Объятый авторской гордыней, чувствующий себя в такие минуты обладателем особого «света», юный поэт обличал «слепоту» не только в дремучем своем соседе Калашникове, но и в малообразованном Великом Князе Никите Романове. Однако приходил вечер, приближалась первая его студенческая весна — и все забывалось. Они вместе шли на Кем, протекавший позади университетских зданий, шли в кофейную, ехали на бал или вместе знакомились с девушками. Мишка был в этих делах незаменимый человек.
Весна с новой силой разбудила в Набокове ностальгические воспоминания.

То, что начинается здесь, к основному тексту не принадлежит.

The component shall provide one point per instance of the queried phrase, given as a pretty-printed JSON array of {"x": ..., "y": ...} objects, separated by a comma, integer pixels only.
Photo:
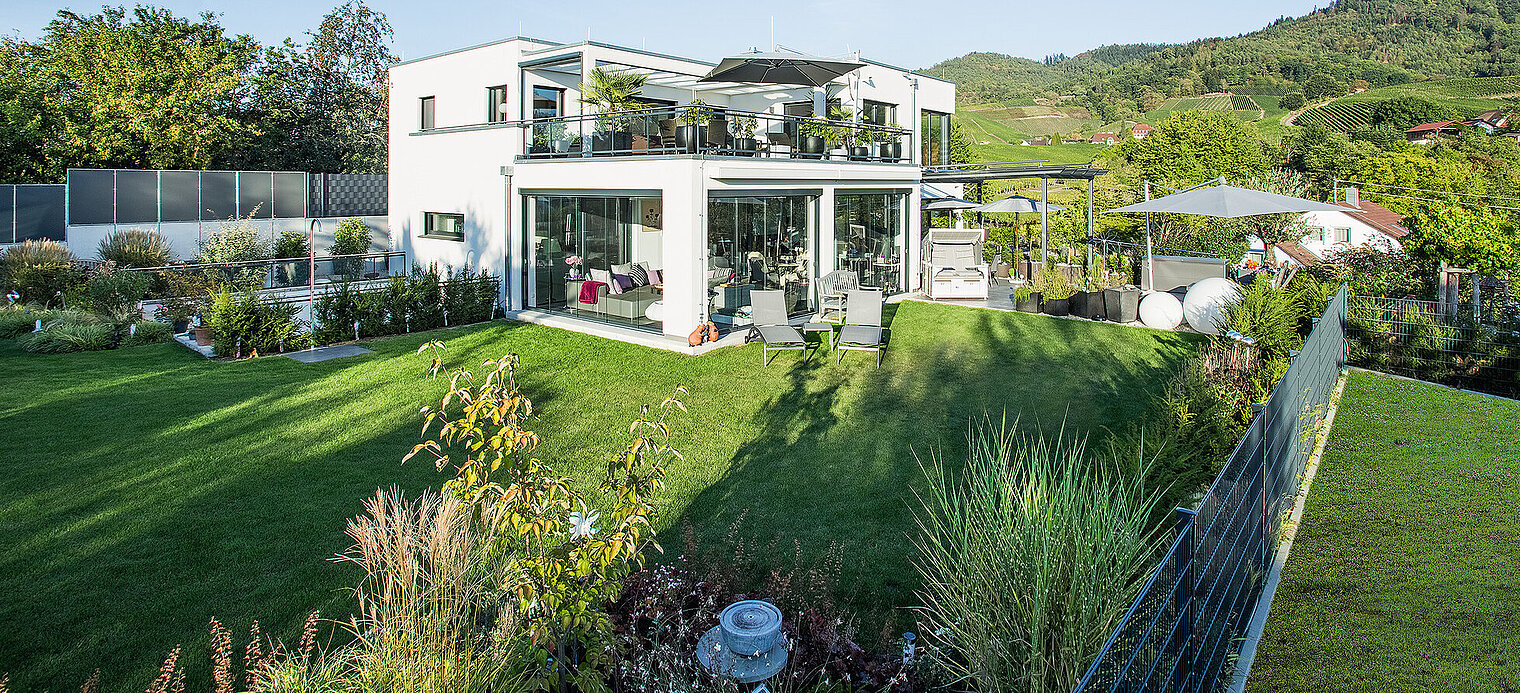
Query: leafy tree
[
  {"x": 1193, "y": 146},
  {"x": 146, "y": 90},
  {"x": 1464, "y": 237}
]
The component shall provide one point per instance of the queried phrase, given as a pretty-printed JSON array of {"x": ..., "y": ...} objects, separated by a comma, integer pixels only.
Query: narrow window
[
  {"x": 427, "y": 113},
  {"x": 443, "y": 225},
  {"x": 496, "y": 105}
]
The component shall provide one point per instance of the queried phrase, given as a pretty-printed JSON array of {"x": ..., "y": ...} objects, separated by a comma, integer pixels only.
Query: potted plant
[
  {"x": 889, "y": 143},
  {"x": 611, "y": 91},
  {"x": 745, "y": 143},
  {"x": 812, "y": 137},
  {"x": 1026, "y": 300}
]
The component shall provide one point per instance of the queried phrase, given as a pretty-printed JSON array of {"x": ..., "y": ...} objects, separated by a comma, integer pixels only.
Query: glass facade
[
  {"x": 759, "y": 242},
  {"x": 868, "y": 237},
  {"x": 572, "y": 239}
]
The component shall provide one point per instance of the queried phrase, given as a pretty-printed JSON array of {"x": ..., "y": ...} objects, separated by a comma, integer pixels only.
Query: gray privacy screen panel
[
  {"x": 137, "y": 196},
  {"x": 91, "y": 196},
  {"x": 256, "y": 195},
  {"x": 40, "y": 213},
  {"x": 289, "y": 195},
  {"x": 180, "y": 195},
  {"x": 218, "y": 195}
]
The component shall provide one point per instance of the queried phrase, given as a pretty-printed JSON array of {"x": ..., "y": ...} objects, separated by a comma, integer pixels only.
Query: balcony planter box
[
  {"x": 1122, "y": 304},
  {"x": 690, "y": 139},
  {"x": 812, "y": 146}
]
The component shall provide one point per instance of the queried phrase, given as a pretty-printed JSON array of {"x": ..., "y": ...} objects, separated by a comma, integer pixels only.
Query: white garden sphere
[
  {"x": 1162, "y": 310},
  {"x": 1207, "y": 301}
]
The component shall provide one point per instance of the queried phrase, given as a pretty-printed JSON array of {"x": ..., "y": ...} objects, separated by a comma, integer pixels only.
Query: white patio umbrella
[{"x": 1221, "y": 201}]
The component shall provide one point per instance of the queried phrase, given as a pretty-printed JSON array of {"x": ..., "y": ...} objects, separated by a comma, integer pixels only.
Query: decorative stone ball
[
  {"x": 1162, "y": 310},
  {"x": 1207, "y": 301}
]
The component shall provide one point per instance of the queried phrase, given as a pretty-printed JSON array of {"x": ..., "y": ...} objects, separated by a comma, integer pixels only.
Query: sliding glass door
[
  {"x": 868, "y": 237},
  {"x": 759, "y": 242},
  {"x": 611, "y": 240}
]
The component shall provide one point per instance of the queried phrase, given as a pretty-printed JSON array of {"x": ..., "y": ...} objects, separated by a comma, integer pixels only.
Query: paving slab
[{"x": 329, "y": 353}]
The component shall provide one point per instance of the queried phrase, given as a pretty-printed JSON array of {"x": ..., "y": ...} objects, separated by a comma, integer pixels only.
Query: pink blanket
[{"x": 589, "y": 292}]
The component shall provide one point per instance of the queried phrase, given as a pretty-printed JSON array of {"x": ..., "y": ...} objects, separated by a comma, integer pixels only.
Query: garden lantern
[{"x": 747, "y": 643}]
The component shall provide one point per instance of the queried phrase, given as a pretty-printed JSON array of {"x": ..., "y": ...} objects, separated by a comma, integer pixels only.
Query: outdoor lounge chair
[
  {"x": 862, "y": 329},
  {"x": 768, "y": 309}
]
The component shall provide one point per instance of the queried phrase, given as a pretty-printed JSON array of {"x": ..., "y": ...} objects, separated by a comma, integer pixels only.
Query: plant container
[
  {"x": 1122, "y": 304},
  {"x": 1029, "y": 304}
]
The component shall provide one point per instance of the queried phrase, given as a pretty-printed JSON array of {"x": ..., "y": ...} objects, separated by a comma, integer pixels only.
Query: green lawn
[
  {"x": 145, "y": 491},
  {"x": 1405, "y": 575}
]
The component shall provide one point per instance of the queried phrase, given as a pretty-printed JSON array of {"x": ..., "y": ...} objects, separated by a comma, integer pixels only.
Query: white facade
[{"x": 523, "y": 213}]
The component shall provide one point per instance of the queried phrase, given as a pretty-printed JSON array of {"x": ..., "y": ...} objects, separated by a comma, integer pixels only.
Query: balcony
[{"x": 707, "y": 131}]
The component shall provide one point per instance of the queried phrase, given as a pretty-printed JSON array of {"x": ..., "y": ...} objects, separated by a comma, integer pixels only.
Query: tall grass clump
[
  {"x": 136, "y": 248},
  {"x": 1029, "y": 556}
]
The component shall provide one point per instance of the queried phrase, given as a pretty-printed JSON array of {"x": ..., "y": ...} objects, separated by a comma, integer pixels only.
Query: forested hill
[{"x": 1377, "y": 41}]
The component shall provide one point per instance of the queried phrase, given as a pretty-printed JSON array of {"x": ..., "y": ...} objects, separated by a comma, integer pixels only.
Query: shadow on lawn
[{"x": 836, "y": 459}]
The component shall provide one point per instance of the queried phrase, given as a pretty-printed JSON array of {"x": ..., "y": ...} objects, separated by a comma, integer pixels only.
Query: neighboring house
[
  {"x": 1428, "y": 132},
  {"x": 496, "y": 163},
  {"x": 1333, "y": 231}
]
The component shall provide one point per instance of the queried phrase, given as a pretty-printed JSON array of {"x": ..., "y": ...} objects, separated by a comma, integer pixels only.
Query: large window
[
  {"x": 426, "y": 117},
  {"x": 759, "y": 242},
  {"x": 497, "y": 108},
  {"x": 934, "y": 146},
  {"x": 868, "y": 237},
  {"x": 549, "y": 102},
  {"x": 607, "y": 237},
  {"x": 443, "y": 225}
]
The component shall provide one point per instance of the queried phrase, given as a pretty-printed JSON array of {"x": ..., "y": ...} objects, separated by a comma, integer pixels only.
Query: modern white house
[
  {"x": 681, "y": 202},
  {"x": 1364, "y": 224}
]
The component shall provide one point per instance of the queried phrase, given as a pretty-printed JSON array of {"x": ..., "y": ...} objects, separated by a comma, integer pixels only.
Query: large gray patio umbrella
[
  {"x": 780, "y": 69},
  {"x": 1221, "y": 201}
]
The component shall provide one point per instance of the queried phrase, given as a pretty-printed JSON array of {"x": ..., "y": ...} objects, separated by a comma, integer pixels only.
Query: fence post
[{"x": 1186, "y": 587}]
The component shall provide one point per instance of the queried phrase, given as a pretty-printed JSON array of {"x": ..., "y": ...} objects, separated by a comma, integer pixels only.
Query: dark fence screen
[
  {"x": 31, "y": 213},
  {"x": 347, "y": 195}
]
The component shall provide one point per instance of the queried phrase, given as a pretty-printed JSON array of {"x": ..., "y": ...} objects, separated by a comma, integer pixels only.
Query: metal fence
[
  {"x": 1418, "y": 339},
  {"x": 1180, "y": 632}
]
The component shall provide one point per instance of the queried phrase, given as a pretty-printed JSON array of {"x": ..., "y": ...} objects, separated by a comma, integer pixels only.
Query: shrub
[
  {"x": 136, "y": 248},
  {"x": 41, "y": 271},
  {"x": 114, "y": 294},
  {"x": 1029, "y": 558},
  {"x": 64, "y": 336},
  {"x": 247, "y": 324}
]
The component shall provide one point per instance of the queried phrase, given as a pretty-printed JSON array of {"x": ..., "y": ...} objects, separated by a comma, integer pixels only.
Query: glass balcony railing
[{"x": 698, "y": 129}]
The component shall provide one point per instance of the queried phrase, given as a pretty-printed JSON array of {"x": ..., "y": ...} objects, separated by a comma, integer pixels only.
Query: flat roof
[{"x": 1070, "y": 172}]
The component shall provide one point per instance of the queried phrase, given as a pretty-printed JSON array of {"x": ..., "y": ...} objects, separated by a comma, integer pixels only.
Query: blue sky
[{"x": 889, "y": 31}]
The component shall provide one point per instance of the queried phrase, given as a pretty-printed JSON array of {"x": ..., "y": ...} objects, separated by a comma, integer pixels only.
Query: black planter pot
[
  {"x": 812, "y": 146},
  {"x": 1122, "y": 304},
  {"x": 690, "y": 139},
  {"x": 1029, "y": 304}
]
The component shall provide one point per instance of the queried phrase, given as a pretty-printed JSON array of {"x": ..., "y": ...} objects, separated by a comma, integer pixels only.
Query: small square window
[
  {"x": 443, "y": 225},
  {"x": 426, "y": 122}
]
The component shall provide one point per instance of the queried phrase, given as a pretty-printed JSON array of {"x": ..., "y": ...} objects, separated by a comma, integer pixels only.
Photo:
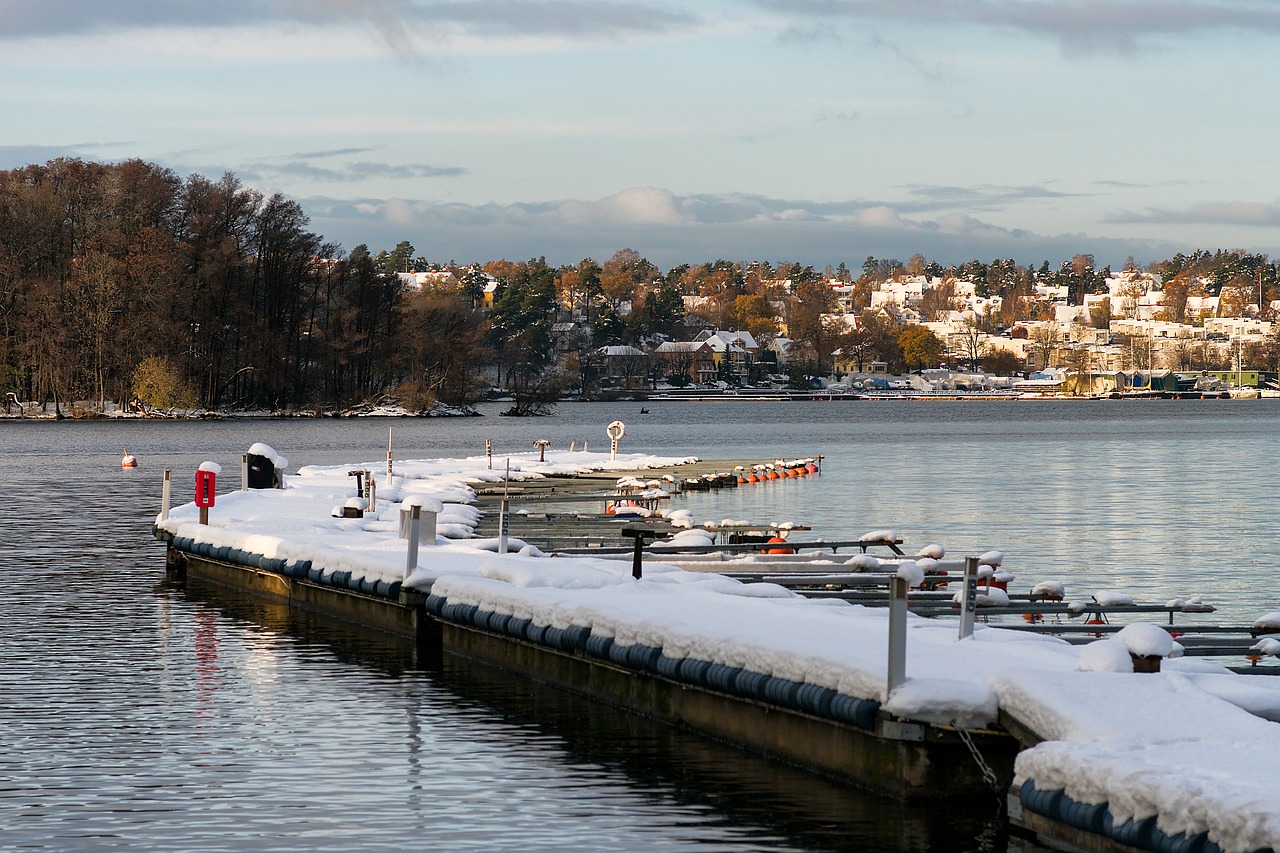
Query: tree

Где еще, как не в России, как не долгой русской весною так пьяно пахнет земля, освободившись от долгого сна под снегом? Да и кто же из нас не испытал, как мучительно северянину не хватает на чужбине русской весны?
Впрочем, умирать ему не хотелось. Хотелось жить, радоваться жизни. Погрусти и живи, потом будет радость. Вот его весеннее письмо матери из Кембриджа (к сожалению, в обратном переводе с английского):
«Кембридж охвачен трепетом весны, и в одном из уголков нашего сада пахнет так же, как пахло по вечерам в последние десять дней мая на самых дальних дорожках Нового парка — помнишь? Вчера при угасании дня мы бегали по полям и дорожкам, как безумные, и смеялись беспричинно, и когда я закрывал глаза, мне казалось, что я в Выре. „Выра“ — что за странное слово… Я пришел домой пьяный от воспоминаний, с головой, гудящей от зуда — с гудом майских жуков, с ладонями в липкой земле, с младенческим одуванчиком в петлице. Как весело! Какая радость! Какое веселье! Какая боль, какая душераздирающая, будоражащая, невыразимая боль. Мама, милая, никто кроме нас с тобой не сможет этого понять… Мне так хорошо, я бесконечно счастлив, и так взбудоражен сегодня, и так печален…»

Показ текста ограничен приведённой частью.